Re: I18N-ISSUE-246: Clarify character encoding behavior when calculating storage size [ITS-20] from Yves Savourel on 2013-02-21 (www-international@w3.org from January to March 2013)

From: Yves Savourel <ysavourel@enlaso.com>
Date: Thu, 21 Feb 2013 09:58:49 -0700
To: <public-multilingualweb-lt-comments@w3.org>
CC: "'www-international'" <www-international@w3.org>
Message-ID: <002501ce1054$b8f9a9b0$2aecfd10$@com>

Hi Norbert,

Related to:
http://lists.w3.org/Archives/Public/public-multilingualweb-lt-comments/2013Feb/0028.html

> I don't see in your messages any justification why the standard should 
> not require at least support for UTF-8, and why it should not specify 
> error handling for commonly occurring situations. Can you please explain?
> If an application can't rely on any encoding being supported, can't 
> find out whether a requested encoding is supported, and can't rely 
> on unsupported characters being handled in some reasonable way, 
> then using this data category seems quite risky.

The original comments were:

> Several aspects of the interpretation of the character encoding 
> given as storageEncoding need to be clarified:
> - Which character encodings is an implementation required to support? 
> Support for UTF-8 must be mandatory.
> - What's the required behavior if storageEncoding specifies a character
> encoding that the implementation doesn't support?
> - What's the required behavior if the selected nodes contain characters 
> that the specified character encoding cannot represent?

I'm not sure why support for UTF-8 would be mandatory (I'm not against, but just asking why).
The encoding is the one used in the store where the data resides and can be anything (resource file, database, etc.), not necessarily some XML-based system.

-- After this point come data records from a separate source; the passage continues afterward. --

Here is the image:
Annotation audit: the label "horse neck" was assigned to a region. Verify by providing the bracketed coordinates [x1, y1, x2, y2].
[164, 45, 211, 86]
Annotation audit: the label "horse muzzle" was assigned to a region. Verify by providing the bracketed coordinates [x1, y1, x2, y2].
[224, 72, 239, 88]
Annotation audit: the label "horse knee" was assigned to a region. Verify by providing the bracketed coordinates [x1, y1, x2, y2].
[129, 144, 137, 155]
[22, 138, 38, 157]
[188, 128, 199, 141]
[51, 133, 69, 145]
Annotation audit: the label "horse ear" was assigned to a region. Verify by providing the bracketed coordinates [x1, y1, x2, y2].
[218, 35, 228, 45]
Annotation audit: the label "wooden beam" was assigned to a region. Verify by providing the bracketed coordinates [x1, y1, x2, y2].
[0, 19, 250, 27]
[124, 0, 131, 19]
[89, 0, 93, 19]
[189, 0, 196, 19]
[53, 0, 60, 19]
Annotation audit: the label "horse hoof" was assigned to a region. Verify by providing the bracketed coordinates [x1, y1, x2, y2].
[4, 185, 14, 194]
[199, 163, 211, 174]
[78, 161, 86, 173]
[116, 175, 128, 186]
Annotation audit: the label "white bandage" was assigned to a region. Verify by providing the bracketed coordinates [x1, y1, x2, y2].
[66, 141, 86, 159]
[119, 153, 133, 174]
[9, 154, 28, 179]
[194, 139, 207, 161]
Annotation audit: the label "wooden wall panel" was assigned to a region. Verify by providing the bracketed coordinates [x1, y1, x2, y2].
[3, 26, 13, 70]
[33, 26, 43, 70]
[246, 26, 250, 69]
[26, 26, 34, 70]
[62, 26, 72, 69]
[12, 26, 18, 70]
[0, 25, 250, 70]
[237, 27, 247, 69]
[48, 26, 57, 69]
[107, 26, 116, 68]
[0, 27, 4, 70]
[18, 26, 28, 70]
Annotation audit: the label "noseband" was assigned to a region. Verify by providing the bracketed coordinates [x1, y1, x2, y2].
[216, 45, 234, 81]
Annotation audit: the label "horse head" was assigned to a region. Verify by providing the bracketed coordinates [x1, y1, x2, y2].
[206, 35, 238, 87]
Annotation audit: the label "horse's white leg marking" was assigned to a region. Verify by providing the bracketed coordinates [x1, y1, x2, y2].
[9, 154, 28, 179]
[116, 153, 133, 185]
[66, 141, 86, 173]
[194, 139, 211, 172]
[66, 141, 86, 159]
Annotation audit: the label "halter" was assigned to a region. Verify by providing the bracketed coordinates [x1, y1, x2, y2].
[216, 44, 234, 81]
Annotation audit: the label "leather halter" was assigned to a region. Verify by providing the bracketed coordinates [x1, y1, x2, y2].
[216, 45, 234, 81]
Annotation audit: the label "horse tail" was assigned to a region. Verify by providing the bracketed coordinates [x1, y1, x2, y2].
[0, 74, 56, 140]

What would be the rational to force support for an arbitrary encoding?.

One can imagine a user having the data stored in Latin-1, the data extracted to some XML export format (in UTF-8) where the storage size encoding would be set to iso-8859-1 and his checking tool supporting only that encoding. Why would such user have to implement support for UTF-8 if he doesn't use it?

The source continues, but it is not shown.